The Dog
Every ten days, Ben walked to HK
Pet Supply on Clement Street. The small shop, located between a mediocre Dim
Sum restaurant and Tom Lee’s Cosmetic Dentistry, maintained an inventory of a
store six times its size. Ben forced himself to buy only the smallest bags of
food in defiance of Alicia’s absence. When she finally returned, he’d hand over
the dog and, so help him God, not one pre-paid kernel of kibble to go with it.
She emailed him once from an
internet café in Van Vieng to say that she was doing well and, even though it
was hard not to communicate, she was sure it was best for both of them. I’m
still not sure when I’ll be back, but I promise I’m being safe and I’m sure I
don’t have any regrets. She hadn’t mentioned the dog.
Ben stared at stacks of dog food
piled on aluminum racks. He knew from experience that he would eventually
recognize the brand. Asking for help did no good, since he couldn’t say what he
was looking for and the family that owned HK Pet Supply spoke no English.
A kind of nausea began to well in
his stomach; a mixture of anger and anxiety. Why are there so many fucking brands of dog food, he thought. He
had a sudden overpowering urge to smoke a cigarette; something he hadn’t done
in ten years. The tarry smell, the dry throat, the lightheadedness all seemed
like a pleasant dream. He briefly considered asking the shop owner, a central
casting elderly Chinese man, if he had a cigarette. In Ben’s mind, the Chinese
were one of the last ethnic groups on earth that still ignored smoking’s health
risks, en masse.
He turned his attention back to the
food and began scanning up and down the piles of bags, shuffling slowly down
the aisle. His stomach calmed, but his anger grew. What is wrong with us? Why do we need so much of everything? What
possible explanation could there be for 38 different kinds of cell phones?

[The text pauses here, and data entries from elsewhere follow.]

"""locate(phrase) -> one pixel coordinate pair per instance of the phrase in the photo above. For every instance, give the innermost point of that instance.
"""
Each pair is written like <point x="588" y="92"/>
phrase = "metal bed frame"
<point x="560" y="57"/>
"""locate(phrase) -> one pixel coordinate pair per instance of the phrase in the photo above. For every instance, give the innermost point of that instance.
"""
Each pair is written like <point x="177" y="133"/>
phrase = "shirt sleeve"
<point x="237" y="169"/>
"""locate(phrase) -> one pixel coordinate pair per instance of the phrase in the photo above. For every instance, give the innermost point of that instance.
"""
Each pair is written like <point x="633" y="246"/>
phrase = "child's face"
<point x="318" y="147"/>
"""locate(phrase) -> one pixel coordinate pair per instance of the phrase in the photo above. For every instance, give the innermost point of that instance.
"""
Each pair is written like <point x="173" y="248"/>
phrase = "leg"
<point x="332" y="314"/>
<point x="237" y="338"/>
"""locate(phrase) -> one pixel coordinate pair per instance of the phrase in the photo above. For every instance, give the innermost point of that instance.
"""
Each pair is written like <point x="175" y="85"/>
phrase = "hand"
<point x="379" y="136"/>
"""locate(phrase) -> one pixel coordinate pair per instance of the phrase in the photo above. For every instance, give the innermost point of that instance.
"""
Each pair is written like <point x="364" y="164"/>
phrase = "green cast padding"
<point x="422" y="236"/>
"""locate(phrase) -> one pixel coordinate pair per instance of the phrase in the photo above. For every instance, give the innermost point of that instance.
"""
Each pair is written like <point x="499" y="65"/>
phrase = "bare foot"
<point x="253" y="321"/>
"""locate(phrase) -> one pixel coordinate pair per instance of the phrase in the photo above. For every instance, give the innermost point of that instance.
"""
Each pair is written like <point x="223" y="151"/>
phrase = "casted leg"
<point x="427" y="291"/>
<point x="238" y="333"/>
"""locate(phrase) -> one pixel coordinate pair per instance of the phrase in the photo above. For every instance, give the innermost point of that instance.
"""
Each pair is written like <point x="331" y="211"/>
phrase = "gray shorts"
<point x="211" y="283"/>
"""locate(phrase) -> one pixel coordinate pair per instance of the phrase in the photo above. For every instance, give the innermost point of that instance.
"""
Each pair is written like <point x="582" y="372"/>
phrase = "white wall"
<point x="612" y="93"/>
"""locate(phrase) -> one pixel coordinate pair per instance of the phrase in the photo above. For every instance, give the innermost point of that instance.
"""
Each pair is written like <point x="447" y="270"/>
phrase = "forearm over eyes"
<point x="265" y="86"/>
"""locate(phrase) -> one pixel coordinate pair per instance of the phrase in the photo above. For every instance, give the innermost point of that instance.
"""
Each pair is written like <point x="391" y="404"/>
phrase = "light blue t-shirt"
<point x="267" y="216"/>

Fourteen different brands of bottled fucking water? Why can’t we find one thing
that does what we ask it to do and just be happy with it? The sheer volume
of variety, the volume of volume, weighed on him like every bad decision he’d
ever made all balled into one massive mistake.
“Can I help you find something?”
She’d sneaked up next to him in his
delirium. A white girl, about his age, with a cute, punkish face that reminded
him pleasantly of a well-made hand puppet. Her hair was short, mostly translucent,
with hints of purple; the product of a lifetime of dyeing. There was a sapphire
stud in her left nostril and at least six small silver hoop earrings in each of
her ears, evenly spaced from the lobes to the top. Ben thought they looked like
climbing rings at a playground structure.
“I’m sorry. Did I startle you?” she
asked.
“Um, no. Sorry. Yes. Kind of. Do
you work here?” he asked incredulously.
“It’s my third day.”
Ben looked past her down the aisle.
The owner sat behind the register, listening to a Chinese radio broadcast. He’d
never seen anyone but the man’s family working in the store.
“Oh.”
“I know. I seem a little out of
place.”
“No, no. It’s not that.” But it
was. “I just don’t know what I’m looking for.”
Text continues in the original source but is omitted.